Jumat, 12 September 2025

Penyidik KPK Diteror

Siapa Oknum Anggota Polri yang Diungkap Novel Baswedan Terkait Kasus Penyerangan?

Novel telah menyebutkan nama oknum Polri yang diduga terkait dengan penggagalan saat OTT tim KPK terhadap seorang pengusaha.

Editor: Dewi Agustina
TRIBUNNEWS/IRWAN RISMAWAN
Penyidik KPK Novel Baswedan bersama Ketua Wadah Pegawai KPK Yudi Purnomo dan tokoh masyarakat serta mahasiswa mendeklarasikan hari teror pemberantasan korupsi pada peringatan dua tahun kasus kekerasan yang menimpa Novel di depan gedung KPK, Jakarta, Kamis (11/4/2019). Peringatan yang dihadiri tokoh masyarakat, akademisi, masyarakat sipil, seniman, dan mahasiswa tersebut diisi dengan deklarasi lima tuntutan terhadap presiden agar menuntaskan kasus teror terhadap Novel, membentuk TGPF Independen, memerangi teror dan pelemahan terhadap KPK. TRIBUNNEWS/IRWAN RISMAWAN 

TRIBUNNEWS.COM, JAKARTA - Penyidik senior KPK Novel Baswedan kembali menjalani pemeriksaan penyidik Polda Metro Jaya dari tim gabungan bentukan Polri, sebagai saksi kasus penyerangan yang menimpanya.
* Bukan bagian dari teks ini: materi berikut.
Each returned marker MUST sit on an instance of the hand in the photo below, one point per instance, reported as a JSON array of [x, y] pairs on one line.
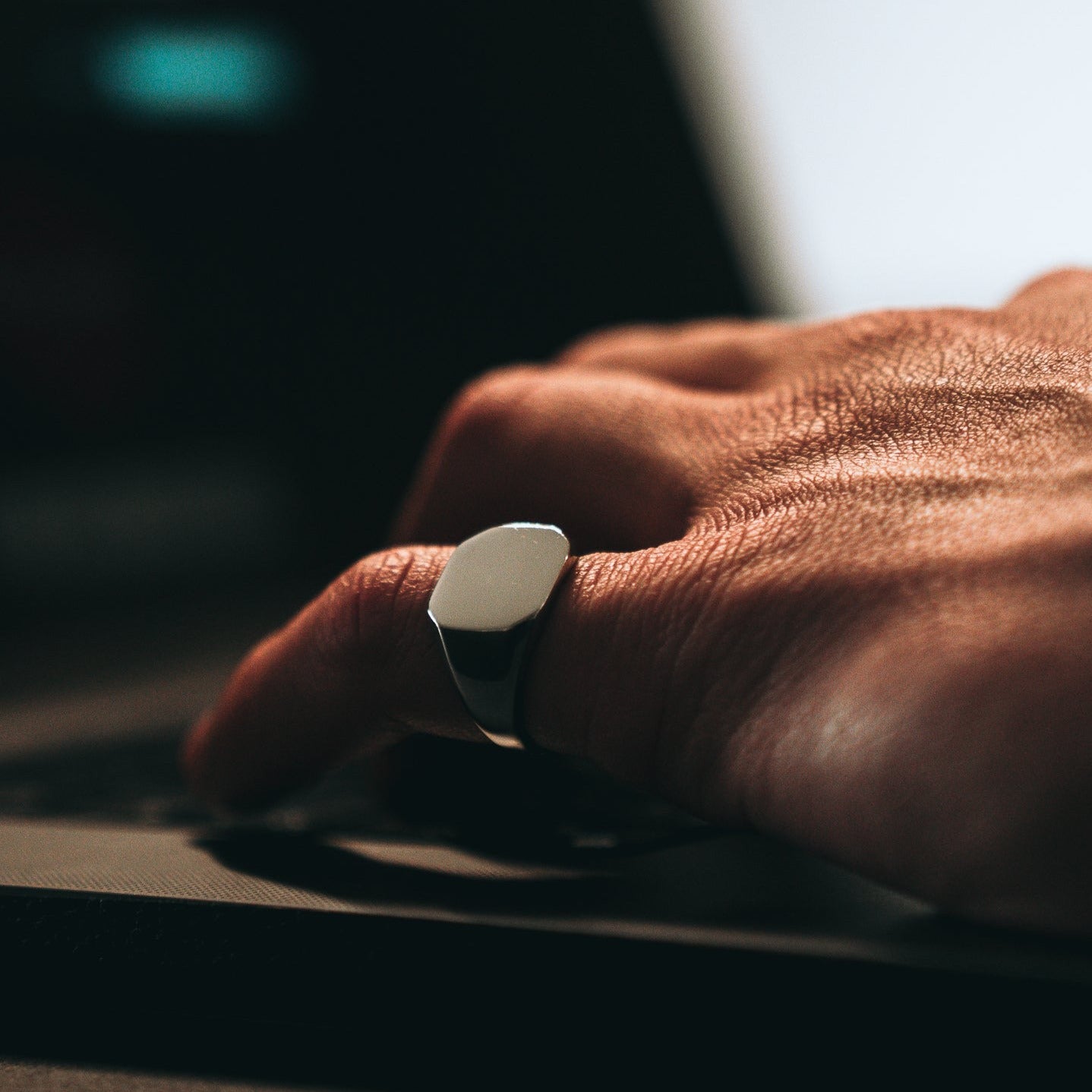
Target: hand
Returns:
[[835, 583]]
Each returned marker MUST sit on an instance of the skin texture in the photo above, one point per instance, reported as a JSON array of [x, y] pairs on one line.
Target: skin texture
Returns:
[[835, 583]]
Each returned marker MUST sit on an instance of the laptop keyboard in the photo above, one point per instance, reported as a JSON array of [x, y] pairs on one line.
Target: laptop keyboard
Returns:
[[435, 788]]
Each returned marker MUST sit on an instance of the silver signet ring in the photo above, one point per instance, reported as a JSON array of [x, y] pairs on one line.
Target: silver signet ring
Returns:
[[485, 605]]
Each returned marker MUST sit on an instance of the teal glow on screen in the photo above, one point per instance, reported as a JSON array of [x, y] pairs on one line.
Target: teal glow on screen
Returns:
[[236, 74]]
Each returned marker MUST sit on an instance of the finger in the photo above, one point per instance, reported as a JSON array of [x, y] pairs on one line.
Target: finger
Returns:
[[1059, 304], [600, 456], [363, 664], [723, 355], [356, 668]]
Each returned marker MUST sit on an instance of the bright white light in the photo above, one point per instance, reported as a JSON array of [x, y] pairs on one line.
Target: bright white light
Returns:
[[892, 153]]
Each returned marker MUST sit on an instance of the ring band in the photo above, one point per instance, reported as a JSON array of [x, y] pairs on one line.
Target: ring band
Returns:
[[484, 606]]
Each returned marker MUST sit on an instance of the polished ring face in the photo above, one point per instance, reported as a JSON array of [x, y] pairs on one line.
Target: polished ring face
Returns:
[[485, 605]]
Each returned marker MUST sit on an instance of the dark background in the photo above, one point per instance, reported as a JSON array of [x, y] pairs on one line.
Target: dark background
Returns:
[[224, 342]]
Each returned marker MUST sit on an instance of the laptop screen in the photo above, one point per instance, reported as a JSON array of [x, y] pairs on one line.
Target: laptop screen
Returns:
[[879, 154], [249, 251]]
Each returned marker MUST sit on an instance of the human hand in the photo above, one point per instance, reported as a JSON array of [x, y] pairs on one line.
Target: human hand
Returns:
[[835, 582]]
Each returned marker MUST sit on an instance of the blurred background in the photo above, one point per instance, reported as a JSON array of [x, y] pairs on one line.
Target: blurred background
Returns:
[[249, 249]]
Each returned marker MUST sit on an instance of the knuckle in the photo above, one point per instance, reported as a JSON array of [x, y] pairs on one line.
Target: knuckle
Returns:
[[486, 409], [608, 344], [361, 611], [1067, 279]]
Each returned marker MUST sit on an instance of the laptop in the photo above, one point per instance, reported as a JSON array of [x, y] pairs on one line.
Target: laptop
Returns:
[[248, 252]]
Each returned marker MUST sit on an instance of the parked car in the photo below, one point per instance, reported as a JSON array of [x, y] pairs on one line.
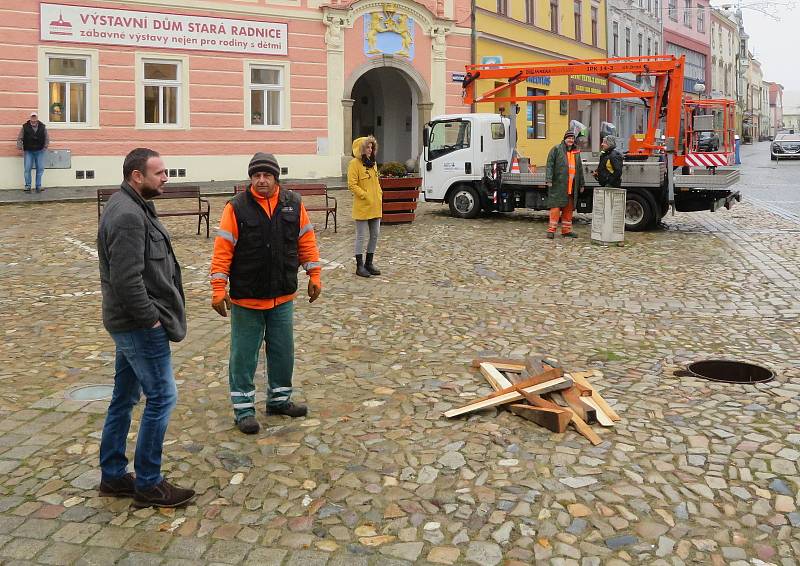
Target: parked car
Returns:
[[785, 146], [707, 141]]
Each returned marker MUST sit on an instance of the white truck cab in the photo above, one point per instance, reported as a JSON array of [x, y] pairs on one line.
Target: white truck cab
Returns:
[[456, 148]]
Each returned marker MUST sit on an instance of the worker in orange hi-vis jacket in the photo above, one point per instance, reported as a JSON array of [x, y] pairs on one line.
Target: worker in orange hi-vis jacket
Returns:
[[264, 236], [564, 177]]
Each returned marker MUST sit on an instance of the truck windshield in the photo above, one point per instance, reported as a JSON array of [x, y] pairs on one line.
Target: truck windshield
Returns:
[[447, 137]]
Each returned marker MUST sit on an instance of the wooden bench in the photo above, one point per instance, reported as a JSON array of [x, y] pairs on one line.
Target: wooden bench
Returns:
[[330, 206], [170, 193]]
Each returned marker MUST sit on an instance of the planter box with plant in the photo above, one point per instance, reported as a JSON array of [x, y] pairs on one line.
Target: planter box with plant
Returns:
[[400, 193]]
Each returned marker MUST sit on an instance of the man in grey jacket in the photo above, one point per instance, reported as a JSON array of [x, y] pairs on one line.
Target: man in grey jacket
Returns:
[[143, 310]]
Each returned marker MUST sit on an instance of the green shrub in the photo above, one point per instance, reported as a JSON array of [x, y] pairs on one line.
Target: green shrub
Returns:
[[393, 169]]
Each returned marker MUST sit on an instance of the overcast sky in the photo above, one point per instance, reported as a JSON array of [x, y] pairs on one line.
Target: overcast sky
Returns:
[[774, 43]]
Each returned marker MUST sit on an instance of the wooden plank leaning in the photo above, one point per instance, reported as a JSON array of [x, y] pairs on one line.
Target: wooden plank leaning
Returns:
[[579, 378], [503, 364], [583, 428], [535, 380], [554, 420], [546, 387], [496, 379]]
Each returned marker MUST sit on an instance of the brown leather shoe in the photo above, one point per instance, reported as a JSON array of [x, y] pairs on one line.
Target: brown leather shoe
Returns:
[[118, 487], [248, 425], [163, 494], [289, 409]]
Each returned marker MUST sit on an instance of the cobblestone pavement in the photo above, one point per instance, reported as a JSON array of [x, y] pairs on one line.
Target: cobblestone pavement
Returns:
[[695, 473]]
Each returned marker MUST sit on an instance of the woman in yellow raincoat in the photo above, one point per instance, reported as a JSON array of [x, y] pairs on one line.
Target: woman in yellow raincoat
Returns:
[[362, 180]]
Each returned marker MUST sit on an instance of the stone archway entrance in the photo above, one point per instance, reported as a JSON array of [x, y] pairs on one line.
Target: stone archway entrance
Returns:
[[391, 102], [383, 106]]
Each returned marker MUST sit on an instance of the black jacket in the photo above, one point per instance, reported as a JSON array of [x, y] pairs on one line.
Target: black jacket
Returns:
[[34, 140], [609, 169], [139, 275], [265, 258]]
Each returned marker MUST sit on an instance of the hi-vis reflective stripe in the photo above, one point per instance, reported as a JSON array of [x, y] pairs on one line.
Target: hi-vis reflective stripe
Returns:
[[240, 394], [708, 159], [225, 235]]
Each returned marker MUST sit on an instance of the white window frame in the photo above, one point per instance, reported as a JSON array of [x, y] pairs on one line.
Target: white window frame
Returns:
[[183, 89], [45, 53], [285, 89]]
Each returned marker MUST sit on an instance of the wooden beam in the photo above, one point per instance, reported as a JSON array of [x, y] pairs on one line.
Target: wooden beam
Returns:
[[546, 387], [534, 365], [496, 379], [602, 418], [536, 380], [580, 425], [584, 429], [580, 379], [554, 420], [503, 364], [575, 402]]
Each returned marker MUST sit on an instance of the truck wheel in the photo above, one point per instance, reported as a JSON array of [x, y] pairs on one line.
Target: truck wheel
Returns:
[[464, 202], [638, 212]]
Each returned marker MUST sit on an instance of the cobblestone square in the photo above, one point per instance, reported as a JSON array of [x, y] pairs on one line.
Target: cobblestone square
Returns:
[[695, 473]]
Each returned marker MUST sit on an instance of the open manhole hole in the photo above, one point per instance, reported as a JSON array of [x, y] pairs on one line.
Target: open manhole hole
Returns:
[[727, 371], [91, 393]]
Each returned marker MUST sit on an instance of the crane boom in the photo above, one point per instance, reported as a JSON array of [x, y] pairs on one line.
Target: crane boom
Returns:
[[664, 98]]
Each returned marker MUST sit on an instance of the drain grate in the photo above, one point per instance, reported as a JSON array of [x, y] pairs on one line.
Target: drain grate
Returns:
[[727, 371], [91, 393]]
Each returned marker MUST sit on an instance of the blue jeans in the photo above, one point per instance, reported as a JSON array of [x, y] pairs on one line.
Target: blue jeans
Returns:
[[143, 364], [250, 328], [31, 158]]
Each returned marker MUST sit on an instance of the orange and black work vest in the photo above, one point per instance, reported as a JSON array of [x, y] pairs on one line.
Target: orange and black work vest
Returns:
[[265, 257], [571, 165]]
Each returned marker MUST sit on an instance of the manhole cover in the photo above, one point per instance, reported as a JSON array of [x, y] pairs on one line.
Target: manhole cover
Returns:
[[91, 393], [727, 371]]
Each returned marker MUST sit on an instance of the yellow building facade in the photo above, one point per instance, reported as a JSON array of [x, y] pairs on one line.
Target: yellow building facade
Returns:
[[518, 31]]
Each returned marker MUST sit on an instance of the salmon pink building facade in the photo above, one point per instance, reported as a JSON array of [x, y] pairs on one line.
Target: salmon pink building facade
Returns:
[[208, 84]]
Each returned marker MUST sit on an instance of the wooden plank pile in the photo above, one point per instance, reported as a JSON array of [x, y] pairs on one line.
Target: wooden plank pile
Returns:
[[539, 390]]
Pemeriksaan dilakukan di tempat Novel bertugas, Gedung KPK, Jakarta, Kamis (20/6/2019).

Tim kuasa hukum Novel Baswedan menyebut kliennya sempat ditanya soal penanganan kasus proyek e-KTP dan kasus suap reklamasi Jakarta.

"Ada pertanyaan menarik dari tim terkait dengan kasus e-KTP dan juga kasus rencana OTT dari tim KPK terhadap pada saat itu pengusaha yang berkaitan dengan reklamasi itu ditanyakan secara khusus oleh tim," ujar anggota tim hukum Novel Baswedan, Arif Maulana, usai mendampingi pemeriksaan Novel di Gedung KPK.

Arif mengungkapkan Novel juga sempat ditanya soal dugaan keterlibatan oknum Polri dalam kasus penyiraman air keras tersebut.

Novel telah menyebutkan nama oknum Polri tersebut ke penyidik.

Oknum polisi tersebut diduga terkait dengan penggagalan saat OTT tim KPK terhadap seorang pengusaha terkait kasus reklamasi teluk Jakarta.

Baca: Ketika Saksi Prabowo Ditegur Hakim MK: Malam-malam Begini Anda Masih Pakai Kacamata Hitam?

Meski begitu, Arif menolak menyebutkan nama oknum anggota Polri tersebut.

"Dia berkaitan dengan kasus penggagalan OTT KPK di kasus reklamasi," ungkapnya.

Arif menjelaskan, penyidik dari tim gabungan itu menanyakan kasus-kasus yang ditangani Novel di KPK sebelum peristiwa penyerangan air keras menimpa dirinya pada 11 April 2017.

"Sama satu lagi kasus-kasus apa saja yang kemudian ditangani oleh Mas Novel sebelum peristiwa penyerangan. Itu dikaitkan dengan berbagai penyerangan-penyerangan yang terjadi terhadap para pegawai KPK, tidak hanya satu serangan terhadap Mas Novel tetapi juga terhadap teman-teman pegawai KPK," ujarnya.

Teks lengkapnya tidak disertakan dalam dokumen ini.